Pignoramento dello stipendio con cessione ed altro pignoramento in corso [Commento 1]

  • llluigi 11 febbraio 2013 at 13:04

    A seguito di una sentenza di separazione il giudice ha disposto il pignoramento di una quota aggiuntiva pari a 700 euro (oltre l'assegno di mantenimento) da effettuare esclusivamente nel mese di dicembre ad opera dell'INPDAP a favore della mia ex coniuge. Nel dicembre 2012 però i 700 euro sono stati accreditati normalmente sul mio conto corrente in quanto l'INPDAP non ha provveduto ad effettuare il pignoramento aggiuntivo. Dopo due mesi la mia ex coniuge ha fatto presente questa situazione all'impiegato che si occupa della pratica, il quale le ha riferito che il pignoramento verrà effettuato nel mese di marzo.Ovviamente questo ritardo mi causa un danno economico in quanto se il pignoramento aggiuntivo fosse stato effettuato nel mese di dicembre avrei potuto fare affidamento sulla tredicesima. Nel mese di marzo, invece, se venisse effettuato questo pignoramento rimarrebbero soltanto 200 euro sul mio conto corrente.Percepisco una pensione di 2000 euro su cui ogni mese vengono effettuate già due ritenute (700 per l'assegno di mantenimento e 400 per una cessione con un istituto finanziario). Quindi sul mio conto corrente vengono accreditati 900 euro. Da questi 900 euro l'INPDAP può pignorare altri 700 euro nel mese di marzo? Ho letto che l'importo del pignoramento non può superare metà della pensione percepita quindi se l'INPDAP dovesse effettuare questo ennesimo pignoramento cosa dovrei fare?

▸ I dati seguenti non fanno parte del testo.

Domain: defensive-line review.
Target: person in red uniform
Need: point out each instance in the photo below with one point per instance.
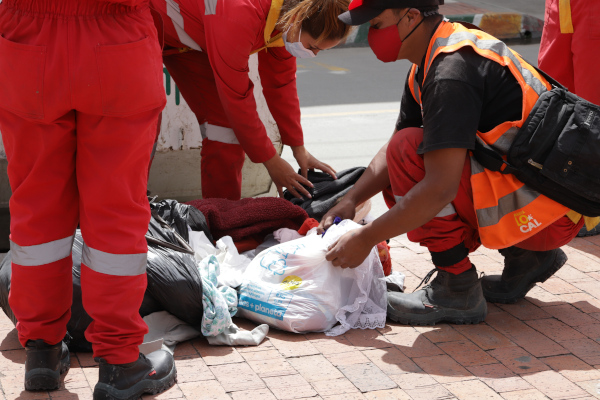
(81, 93)
(207, 48)
(569, 53)
(464, 86)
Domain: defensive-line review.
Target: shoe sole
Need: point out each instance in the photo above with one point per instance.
(458, 317)
(103, 391)
(45, 378)
(513, 297)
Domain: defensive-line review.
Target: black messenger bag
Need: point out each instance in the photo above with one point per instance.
(556, 152)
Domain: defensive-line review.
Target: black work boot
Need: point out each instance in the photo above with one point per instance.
(151, 374)
(522, 269)
(44, 364)
(448, 297)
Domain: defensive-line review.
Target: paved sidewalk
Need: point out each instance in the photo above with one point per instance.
(544, 347)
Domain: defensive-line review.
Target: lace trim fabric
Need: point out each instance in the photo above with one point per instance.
(369, 291)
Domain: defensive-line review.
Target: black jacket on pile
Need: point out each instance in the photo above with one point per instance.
(326, 192)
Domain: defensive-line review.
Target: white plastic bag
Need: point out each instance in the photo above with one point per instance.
(292, 287)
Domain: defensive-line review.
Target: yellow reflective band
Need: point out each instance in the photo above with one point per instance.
(272, 18)
(564, 12)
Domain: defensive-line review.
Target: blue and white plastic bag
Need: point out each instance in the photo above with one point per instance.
(292, 287)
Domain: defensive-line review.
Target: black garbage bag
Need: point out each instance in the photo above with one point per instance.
(174, 282)
(179, 216)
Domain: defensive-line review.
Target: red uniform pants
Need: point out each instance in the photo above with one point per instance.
(222, 155)
(573, 58)
(456, 225)
(81, 92)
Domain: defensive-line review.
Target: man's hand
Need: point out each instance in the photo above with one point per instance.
(345, 209)
(283, 175)
(306, 161)
(350, 250)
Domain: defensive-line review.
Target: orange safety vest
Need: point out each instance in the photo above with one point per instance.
(508, 212)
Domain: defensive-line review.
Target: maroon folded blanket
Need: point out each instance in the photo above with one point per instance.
(249, 217)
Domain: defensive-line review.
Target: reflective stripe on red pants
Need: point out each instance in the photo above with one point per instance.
(406, 168)
(78, 117)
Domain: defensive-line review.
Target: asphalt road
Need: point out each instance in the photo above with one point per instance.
(350, 102)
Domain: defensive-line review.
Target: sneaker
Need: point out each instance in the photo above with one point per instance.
(522, 270)
(45, 364)
(451, 298)
(150, 374)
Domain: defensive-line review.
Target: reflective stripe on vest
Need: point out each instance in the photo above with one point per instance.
(447, 210)
(41, 254)
(174, 13)
(507, 211)
(114, 264)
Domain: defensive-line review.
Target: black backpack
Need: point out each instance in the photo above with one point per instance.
(557, 150)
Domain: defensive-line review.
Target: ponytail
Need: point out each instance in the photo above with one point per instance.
(319, 18)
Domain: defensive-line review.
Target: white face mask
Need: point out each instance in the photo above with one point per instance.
(297, 49)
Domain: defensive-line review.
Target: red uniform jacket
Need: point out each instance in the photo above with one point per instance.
(228, 31)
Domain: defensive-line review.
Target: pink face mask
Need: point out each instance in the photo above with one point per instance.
(386, 43)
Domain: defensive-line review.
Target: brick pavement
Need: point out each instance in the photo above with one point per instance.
(544, 347)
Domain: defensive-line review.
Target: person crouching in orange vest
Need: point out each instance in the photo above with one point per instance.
(207, 48)
(465, 86)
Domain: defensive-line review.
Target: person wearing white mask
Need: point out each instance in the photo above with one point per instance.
(207, 45)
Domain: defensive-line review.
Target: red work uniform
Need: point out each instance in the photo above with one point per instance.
(81, 93)
(471, 87)
(570, 47)
(213, 79)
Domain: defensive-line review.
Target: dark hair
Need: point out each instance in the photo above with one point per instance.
(427, 11)
(319, 18)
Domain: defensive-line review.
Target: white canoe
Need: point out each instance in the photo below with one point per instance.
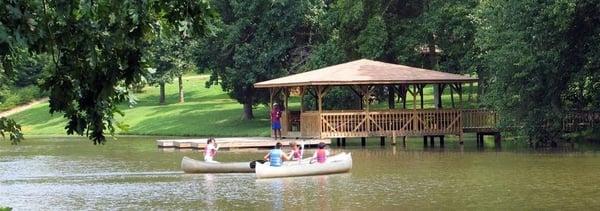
(335, 164)
(190, 165)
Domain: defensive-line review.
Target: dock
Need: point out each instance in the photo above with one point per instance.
(236, 142)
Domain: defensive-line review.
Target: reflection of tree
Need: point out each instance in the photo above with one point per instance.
(322, 192)
(209, 188)
(277, 192)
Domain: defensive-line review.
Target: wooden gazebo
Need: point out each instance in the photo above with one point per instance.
(362, 76)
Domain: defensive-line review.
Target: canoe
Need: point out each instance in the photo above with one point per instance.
(190, 165)
(335, 164)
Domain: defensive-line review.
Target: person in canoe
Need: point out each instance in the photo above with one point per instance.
(210, 151)
(276, 156)
(320, 154)
(296, 152)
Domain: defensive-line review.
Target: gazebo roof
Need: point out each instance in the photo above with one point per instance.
(365, 72)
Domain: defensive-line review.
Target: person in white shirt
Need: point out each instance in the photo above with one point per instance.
(210, 151)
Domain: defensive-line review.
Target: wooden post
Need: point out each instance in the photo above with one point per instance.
(498, 140)
(438, 96)
(414, 93)
(452, 95)
(286, 113)
(301, 100)
(366, 95)
(320, 105)
(432, 141)
(421, 87)
(460, 91)
(271, 93)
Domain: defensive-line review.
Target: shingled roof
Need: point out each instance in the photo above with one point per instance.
(366, 72)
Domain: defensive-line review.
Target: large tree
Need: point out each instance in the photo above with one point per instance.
(259, 40)
(542, 61)
(96, 48)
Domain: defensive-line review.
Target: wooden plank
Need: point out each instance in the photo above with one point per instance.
(238, 142)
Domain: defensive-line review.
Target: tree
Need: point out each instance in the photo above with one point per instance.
(538, 56)
(257, 42)
(432, 34)
(96, 48)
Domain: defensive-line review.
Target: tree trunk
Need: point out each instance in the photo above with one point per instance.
(248, 111)
(181, 100)
(161, 99)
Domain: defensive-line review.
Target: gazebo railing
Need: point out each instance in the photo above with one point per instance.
(391, 122)
(309, 124)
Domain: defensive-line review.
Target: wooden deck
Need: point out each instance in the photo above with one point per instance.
(235, 142)
(419, 122)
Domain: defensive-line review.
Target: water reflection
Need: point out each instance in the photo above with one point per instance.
(135, 175)
(209, 190)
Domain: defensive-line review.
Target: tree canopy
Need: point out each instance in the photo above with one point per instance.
(96, 48)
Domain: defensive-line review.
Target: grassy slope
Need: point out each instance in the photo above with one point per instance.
(206, 112)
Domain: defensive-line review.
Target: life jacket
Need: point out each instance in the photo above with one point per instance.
(321, 156)
(275, 157)
(210, 151)
(296, 155)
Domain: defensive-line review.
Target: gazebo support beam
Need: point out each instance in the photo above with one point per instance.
(301, 100)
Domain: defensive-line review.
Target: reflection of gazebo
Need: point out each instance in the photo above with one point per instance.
(362, 76)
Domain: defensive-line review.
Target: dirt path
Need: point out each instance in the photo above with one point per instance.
(22, 107)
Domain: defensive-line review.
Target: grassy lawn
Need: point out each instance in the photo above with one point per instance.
(206, 112)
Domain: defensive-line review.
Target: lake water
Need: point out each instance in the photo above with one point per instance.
(131, 173)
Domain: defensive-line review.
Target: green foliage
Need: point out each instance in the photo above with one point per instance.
(206, 112)
(256, 43)
(535, 54)
(96, 49)
(18, 96)
(12, 128)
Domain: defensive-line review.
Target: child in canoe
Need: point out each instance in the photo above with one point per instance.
(320, 154)
(276, 156)
(210, 151)
(296, 153)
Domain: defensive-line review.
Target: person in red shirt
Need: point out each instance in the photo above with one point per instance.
(276, 120)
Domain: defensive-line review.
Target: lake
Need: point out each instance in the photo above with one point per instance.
(132, 173)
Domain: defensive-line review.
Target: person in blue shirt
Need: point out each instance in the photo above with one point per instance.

    • Simone di Saintjust 11 febbraio 2013 at 13:49

      Le conviene inviare, con raccomandata AR, una diffida all'INPDAP, sin da subito. Il mancato adempimento della disposizione giudiziale, imputabile esclusivamente ad INPDAP, non può esserle addebitato con prelievi differiti, rispetto a quanto stabilito dal giudice, violando le norme vigenti sui limiti di pignorabilità delle pensioni.

      Si tratta di un tentativo, naturalmente. Qualora l'INPDAP procedesse nonostante la sua diffida, dovrebbe ricorrere al giudice per le esecuzioni, con il supporto di una avvocato, il che le costerebbe probabilmente più di 700 euro. Ed inoltre, una volta che la somma fosse stata accreditata alla sua ex, dovrebbe poi intentare causa anche a lei per la restituzione dell'importo. Con scarse possibilità di successo e contro ogni logica di buon senso.